- Born: 12 September 1989 (age 36) Uzhhorod, Ukrainian SSR, Soviet Union
- Education: Kyiv National University of Trade and Economics
- Occupations: Journalist, television presenter, media expert, city council member
- Office: Member of Uzhhorod City Council

= Vitalii Hlahola =

Ukrainian journalist, TV presenter and media expert

Vitaliy Glagola (Ukrainian: Віталій Ярославович Глагола; born 12 September 1989) is a Ukrainian journalist, television presenter, and media expert. He has worked for Novyi Kanal and STB and currently runs his own news Telegram channel. Since 2020, he has served as a member of the VIII convocation of the Uzhhorod City Council.

== Early life and education ==

- In 2006, he graduated from the Multidisciplinary Lyceum "Leader" in Uzhhorod.
- In 2015, he earned a degree in Finance and Credit from the Kyiv National University of Trade and Economics.

== Career ==
From 2008 to 2009, Glagola worked as a correspondent and senior editor at the Transcarpathian Regional State Television and Radio Company "Tysa‑1" in Uzhhorod. In 2009–2010, he was a correspondent for Media International Group in Kyiv.

His most significant tenure was at Novyi Kanal in Kyiv from 2010 to 2018, where he served as a correspondent for the program "Reporter" and as a journalist and presenter of "Abzats". In 2018–2019, he worked as a correspondent for the program "Vikna" on STB. He has been featured several times in the "Top 100 Most Influential People of Transcarpathia" ranking by Ungvar.INFO in 2024.

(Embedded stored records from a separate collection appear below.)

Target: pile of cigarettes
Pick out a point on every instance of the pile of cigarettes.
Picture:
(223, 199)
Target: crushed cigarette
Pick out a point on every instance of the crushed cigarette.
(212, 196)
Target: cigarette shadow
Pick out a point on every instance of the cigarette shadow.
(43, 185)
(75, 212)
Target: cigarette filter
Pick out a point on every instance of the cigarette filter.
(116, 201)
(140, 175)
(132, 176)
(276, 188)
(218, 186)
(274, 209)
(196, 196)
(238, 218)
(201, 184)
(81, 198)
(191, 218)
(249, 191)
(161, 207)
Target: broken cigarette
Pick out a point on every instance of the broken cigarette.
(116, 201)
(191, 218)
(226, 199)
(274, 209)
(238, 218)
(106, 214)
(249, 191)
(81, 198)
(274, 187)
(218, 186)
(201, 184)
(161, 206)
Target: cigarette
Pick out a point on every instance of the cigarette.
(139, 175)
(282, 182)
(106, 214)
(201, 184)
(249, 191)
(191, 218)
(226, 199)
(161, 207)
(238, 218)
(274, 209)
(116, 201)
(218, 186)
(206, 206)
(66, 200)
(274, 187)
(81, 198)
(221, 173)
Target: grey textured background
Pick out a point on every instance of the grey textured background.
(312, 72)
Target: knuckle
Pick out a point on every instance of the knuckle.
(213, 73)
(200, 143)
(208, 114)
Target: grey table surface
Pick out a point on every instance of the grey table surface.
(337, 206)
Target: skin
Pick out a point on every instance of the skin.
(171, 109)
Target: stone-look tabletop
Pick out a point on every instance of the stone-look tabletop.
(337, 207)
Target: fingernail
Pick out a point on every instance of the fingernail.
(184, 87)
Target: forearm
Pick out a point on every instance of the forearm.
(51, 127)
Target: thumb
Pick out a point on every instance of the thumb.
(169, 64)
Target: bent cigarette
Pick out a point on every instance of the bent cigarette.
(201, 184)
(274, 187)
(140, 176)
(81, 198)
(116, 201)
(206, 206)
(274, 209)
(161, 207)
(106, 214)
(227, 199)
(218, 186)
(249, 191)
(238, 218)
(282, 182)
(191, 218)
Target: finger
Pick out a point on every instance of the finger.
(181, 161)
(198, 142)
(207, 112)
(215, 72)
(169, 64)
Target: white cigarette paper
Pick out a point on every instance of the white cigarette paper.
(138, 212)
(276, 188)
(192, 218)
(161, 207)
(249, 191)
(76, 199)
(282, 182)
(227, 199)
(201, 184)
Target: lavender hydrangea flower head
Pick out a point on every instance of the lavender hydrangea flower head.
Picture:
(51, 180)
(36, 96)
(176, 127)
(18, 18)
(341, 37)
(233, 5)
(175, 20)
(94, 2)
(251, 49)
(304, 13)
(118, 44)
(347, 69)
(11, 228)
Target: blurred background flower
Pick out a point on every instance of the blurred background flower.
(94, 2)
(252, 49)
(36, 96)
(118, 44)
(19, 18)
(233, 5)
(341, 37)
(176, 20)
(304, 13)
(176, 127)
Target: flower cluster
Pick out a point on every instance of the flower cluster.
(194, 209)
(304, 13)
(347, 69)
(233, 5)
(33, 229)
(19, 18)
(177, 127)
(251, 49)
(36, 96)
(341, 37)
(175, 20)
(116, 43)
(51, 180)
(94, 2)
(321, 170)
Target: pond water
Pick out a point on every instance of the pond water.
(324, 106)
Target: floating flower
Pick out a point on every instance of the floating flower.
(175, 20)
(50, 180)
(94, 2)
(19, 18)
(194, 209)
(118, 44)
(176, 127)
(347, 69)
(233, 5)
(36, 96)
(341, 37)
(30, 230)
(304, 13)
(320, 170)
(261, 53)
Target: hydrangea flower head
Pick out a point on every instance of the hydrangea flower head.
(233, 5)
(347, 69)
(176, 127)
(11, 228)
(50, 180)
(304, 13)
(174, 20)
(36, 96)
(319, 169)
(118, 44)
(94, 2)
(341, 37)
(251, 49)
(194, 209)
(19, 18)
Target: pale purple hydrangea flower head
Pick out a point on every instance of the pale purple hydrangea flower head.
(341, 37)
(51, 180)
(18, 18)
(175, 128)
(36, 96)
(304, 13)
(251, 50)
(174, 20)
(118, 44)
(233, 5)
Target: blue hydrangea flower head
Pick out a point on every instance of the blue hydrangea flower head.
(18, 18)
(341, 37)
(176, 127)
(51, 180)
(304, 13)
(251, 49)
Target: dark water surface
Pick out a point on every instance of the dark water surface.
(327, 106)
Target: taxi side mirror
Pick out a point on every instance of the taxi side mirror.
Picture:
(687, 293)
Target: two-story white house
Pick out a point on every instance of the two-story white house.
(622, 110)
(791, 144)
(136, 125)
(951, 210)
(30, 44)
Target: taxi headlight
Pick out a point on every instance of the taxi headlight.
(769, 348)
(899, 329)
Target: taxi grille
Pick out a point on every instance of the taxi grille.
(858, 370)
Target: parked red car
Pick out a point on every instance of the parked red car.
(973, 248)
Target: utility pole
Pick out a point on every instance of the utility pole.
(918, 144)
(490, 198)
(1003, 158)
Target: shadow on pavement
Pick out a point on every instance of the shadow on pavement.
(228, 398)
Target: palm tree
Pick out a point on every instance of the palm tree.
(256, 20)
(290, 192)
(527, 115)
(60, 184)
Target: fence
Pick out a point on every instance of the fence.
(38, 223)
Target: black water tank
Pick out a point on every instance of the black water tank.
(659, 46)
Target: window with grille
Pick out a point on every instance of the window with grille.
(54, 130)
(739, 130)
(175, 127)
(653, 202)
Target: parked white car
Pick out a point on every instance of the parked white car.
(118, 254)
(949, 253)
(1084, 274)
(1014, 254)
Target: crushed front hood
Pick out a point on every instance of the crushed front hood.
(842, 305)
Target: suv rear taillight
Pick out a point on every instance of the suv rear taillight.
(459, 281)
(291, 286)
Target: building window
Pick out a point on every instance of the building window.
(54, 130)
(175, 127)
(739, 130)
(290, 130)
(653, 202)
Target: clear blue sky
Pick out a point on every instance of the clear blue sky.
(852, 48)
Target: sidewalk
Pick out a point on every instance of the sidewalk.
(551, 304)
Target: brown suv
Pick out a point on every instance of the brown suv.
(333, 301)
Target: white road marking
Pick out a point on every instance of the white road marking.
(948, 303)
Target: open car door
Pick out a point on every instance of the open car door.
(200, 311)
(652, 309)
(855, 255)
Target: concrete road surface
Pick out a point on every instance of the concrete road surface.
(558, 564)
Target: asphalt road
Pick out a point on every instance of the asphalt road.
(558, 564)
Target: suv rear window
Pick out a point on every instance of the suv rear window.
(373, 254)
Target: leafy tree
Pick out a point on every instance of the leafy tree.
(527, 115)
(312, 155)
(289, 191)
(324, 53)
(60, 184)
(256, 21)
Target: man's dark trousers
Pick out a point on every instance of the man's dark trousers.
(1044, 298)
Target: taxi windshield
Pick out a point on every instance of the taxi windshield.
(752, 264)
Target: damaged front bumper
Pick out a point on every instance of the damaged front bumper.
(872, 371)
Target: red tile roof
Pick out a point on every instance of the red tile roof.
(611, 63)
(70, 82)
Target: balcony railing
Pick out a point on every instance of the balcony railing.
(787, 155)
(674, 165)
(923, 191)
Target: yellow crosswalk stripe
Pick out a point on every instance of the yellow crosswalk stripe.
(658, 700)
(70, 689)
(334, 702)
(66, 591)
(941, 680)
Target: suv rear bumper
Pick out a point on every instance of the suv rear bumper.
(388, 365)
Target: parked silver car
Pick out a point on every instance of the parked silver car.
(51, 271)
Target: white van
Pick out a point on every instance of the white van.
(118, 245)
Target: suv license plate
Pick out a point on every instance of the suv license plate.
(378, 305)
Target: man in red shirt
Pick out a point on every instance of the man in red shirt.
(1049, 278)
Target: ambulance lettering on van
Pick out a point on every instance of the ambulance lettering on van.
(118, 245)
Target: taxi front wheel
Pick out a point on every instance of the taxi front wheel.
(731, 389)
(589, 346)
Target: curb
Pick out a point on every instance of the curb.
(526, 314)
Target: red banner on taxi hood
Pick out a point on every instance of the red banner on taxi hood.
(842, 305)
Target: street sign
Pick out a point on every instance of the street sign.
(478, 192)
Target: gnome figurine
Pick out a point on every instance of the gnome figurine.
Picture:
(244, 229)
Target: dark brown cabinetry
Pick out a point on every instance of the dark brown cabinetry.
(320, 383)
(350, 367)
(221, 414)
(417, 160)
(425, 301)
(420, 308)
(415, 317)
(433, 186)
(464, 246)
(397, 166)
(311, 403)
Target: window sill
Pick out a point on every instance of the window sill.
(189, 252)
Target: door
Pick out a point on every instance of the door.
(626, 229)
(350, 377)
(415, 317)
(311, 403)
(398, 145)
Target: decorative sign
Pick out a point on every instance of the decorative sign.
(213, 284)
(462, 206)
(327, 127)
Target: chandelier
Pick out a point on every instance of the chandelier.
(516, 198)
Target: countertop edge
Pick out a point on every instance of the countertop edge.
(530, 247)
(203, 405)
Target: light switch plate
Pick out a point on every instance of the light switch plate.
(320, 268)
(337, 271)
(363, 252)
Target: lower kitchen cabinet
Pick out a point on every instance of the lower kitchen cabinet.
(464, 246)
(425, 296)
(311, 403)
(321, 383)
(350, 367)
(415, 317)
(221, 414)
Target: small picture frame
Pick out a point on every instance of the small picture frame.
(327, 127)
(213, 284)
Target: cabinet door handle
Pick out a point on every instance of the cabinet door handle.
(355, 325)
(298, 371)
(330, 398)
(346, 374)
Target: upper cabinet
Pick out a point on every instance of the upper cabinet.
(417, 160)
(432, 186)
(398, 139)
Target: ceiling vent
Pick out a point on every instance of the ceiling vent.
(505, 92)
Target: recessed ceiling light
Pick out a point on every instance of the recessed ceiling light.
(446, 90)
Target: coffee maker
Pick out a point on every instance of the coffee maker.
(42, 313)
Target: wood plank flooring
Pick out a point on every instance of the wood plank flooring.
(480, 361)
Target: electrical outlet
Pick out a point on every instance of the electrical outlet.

Since 2019, he has managed the Telegram channel ‘Vitalii Hlahola (official)’ [@vglagola], one of the most influential regional and national Telegram news sources, focusing on exposing corruption schemes, smuggling, abuses of power, and reporting on emergencies.

== Political career ==
In 2020, Glagola was elected to the VIII convocation of the Uzhhorod City Council representing the party Native Transcarpathia ("Рідне Закарпаття").

== Civic activities ==
Glagola participates in various media forums and conferences, delivering master classes and lectures on journalism and advocating for transparency, objectivity, and media independence.

He is also active in volunteer work with the Serhiy Prytula Foundation's "Infernal Cars" project, delivering over 400 vehicles from Europe to Ukraine for the military.

Glagola regularly covers issues of mobilization, illegal border crossings by conscripts, and the activities of law enforcement, judiciary, and customs, publishing exclusive documents and multimedia materials from his sources.